During outpatient follow up, there is no doubt I would be lost without the picture. We all perform our index operations near-countless times; in my case, I honestly cannot distinguish the memory of the excision of one Wilms’ or neuroblastoma or germ cell tumour from another once a few months have elapsed. I do make detailed written records, but the watercolour recalls details and difficulties in an instant…hence the importance of ensuring the image enters the electronic notes, allowing rapid orientation in clinic (Fig.5).






Providing materials

Figure 6: Insertion of TOF into the posterior aspect of the trachea.
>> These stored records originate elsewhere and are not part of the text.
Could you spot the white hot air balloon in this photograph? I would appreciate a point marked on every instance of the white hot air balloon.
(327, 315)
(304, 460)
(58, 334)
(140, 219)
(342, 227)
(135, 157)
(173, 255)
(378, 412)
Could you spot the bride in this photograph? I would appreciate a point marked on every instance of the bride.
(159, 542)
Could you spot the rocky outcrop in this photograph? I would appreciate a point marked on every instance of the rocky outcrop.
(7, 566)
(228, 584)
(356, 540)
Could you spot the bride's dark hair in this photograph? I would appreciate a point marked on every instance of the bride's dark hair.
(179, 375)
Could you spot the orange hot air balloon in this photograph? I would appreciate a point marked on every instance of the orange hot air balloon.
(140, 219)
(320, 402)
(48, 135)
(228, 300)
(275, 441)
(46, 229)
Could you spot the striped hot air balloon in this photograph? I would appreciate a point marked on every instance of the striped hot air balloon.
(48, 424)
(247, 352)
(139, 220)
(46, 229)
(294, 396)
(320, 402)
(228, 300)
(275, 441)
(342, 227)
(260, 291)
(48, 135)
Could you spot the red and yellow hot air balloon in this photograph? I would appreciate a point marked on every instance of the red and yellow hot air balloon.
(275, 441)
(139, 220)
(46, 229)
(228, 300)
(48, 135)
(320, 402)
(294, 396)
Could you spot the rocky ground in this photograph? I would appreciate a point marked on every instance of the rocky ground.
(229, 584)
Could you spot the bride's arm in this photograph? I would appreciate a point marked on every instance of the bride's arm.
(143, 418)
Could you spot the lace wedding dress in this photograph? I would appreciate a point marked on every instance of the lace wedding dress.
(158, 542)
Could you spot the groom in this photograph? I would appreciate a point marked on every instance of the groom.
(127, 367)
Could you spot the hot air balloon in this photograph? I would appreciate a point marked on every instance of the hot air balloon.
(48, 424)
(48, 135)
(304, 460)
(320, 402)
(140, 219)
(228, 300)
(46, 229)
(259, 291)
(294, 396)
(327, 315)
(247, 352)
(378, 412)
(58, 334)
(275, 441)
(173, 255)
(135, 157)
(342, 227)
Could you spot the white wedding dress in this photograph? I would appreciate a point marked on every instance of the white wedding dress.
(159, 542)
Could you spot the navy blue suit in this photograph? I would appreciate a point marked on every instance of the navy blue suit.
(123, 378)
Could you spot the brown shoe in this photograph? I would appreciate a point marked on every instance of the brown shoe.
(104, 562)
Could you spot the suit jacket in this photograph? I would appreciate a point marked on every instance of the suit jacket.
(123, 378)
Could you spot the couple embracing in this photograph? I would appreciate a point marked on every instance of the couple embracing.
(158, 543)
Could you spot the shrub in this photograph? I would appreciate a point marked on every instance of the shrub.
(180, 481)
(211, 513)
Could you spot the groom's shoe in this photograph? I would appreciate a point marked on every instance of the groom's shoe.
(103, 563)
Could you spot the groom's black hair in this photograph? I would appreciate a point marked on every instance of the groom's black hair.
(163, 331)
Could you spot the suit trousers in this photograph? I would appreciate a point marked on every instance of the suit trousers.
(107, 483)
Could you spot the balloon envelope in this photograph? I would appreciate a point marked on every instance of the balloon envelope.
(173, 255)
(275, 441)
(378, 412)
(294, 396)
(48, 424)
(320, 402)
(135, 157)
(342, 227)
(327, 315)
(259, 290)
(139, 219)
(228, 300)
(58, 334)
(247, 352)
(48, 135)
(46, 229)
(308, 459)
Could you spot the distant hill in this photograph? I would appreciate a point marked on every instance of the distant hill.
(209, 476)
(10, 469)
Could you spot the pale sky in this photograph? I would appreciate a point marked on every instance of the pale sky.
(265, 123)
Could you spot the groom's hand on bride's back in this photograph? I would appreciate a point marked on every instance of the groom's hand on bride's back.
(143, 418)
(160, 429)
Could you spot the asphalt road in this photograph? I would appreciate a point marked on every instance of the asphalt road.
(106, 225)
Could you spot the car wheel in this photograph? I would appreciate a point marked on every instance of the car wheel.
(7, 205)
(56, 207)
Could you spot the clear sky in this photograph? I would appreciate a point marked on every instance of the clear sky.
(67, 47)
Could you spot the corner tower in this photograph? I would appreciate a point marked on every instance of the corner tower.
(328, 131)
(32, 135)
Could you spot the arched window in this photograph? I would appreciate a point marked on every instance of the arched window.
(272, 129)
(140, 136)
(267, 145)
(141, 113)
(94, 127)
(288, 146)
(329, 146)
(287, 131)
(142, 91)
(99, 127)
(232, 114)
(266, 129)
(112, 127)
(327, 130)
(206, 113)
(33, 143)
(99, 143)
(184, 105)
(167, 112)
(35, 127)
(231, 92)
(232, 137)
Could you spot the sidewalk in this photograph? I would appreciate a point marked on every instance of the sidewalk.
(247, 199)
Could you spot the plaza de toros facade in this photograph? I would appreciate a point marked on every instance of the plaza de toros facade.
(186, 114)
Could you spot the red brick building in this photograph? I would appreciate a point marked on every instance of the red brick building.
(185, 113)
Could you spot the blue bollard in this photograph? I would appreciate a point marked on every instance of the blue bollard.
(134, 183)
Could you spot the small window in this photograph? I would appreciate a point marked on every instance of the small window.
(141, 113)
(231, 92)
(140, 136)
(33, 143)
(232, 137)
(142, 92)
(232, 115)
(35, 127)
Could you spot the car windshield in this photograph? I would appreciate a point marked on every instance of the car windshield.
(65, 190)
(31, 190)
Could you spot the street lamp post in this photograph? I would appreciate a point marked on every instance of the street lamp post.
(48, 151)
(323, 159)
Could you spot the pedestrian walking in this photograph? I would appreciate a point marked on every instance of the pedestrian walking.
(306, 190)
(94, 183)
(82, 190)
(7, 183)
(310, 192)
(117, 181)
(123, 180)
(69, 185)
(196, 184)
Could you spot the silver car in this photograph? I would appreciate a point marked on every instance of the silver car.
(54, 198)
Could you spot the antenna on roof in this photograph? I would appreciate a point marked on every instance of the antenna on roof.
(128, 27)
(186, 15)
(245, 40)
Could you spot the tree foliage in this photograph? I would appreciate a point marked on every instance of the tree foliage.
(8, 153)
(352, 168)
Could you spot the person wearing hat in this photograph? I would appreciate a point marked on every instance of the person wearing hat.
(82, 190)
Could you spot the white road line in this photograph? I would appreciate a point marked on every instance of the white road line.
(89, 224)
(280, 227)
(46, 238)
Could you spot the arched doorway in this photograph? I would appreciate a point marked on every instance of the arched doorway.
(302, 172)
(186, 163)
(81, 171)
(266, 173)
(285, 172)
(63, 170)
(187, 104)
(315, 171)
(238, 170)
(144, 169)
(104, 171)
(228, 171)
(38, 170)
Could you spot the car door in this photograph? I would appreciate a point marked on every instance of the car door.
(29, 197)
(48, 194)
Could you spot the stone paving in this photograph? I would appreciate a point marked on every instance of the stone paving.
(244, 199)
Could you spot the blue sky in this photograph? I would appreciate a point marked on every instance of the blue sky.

Countless operative diagrams appear in print and on line, but it seems commonplace to encounter a crucial moment during surgery when you really need a diagram that apparently has yet to be drawn….or where the conventional image misses the point. Some of my colourings have been prompted by these apparent lacunae, including the entry of the distal oesophageal fistula into the posterior, rather than lateral aspect of the trachea. (Fig. 6) 






Colour Chart

If you are tempted…here are some colour suggestions (Fig. 7)

Fig 7: 

Surgical colouring may still seem to you a hollow exercise, conferring no benefit. But if unconvinced, bear in mind WSC:  ‘Never trust a man who has not a single redeeming vice.’

Robert Wheeler, BAPS member, Children’s Surgeon, Academic Lawyer.

University Hospital of Southampton, March 2019.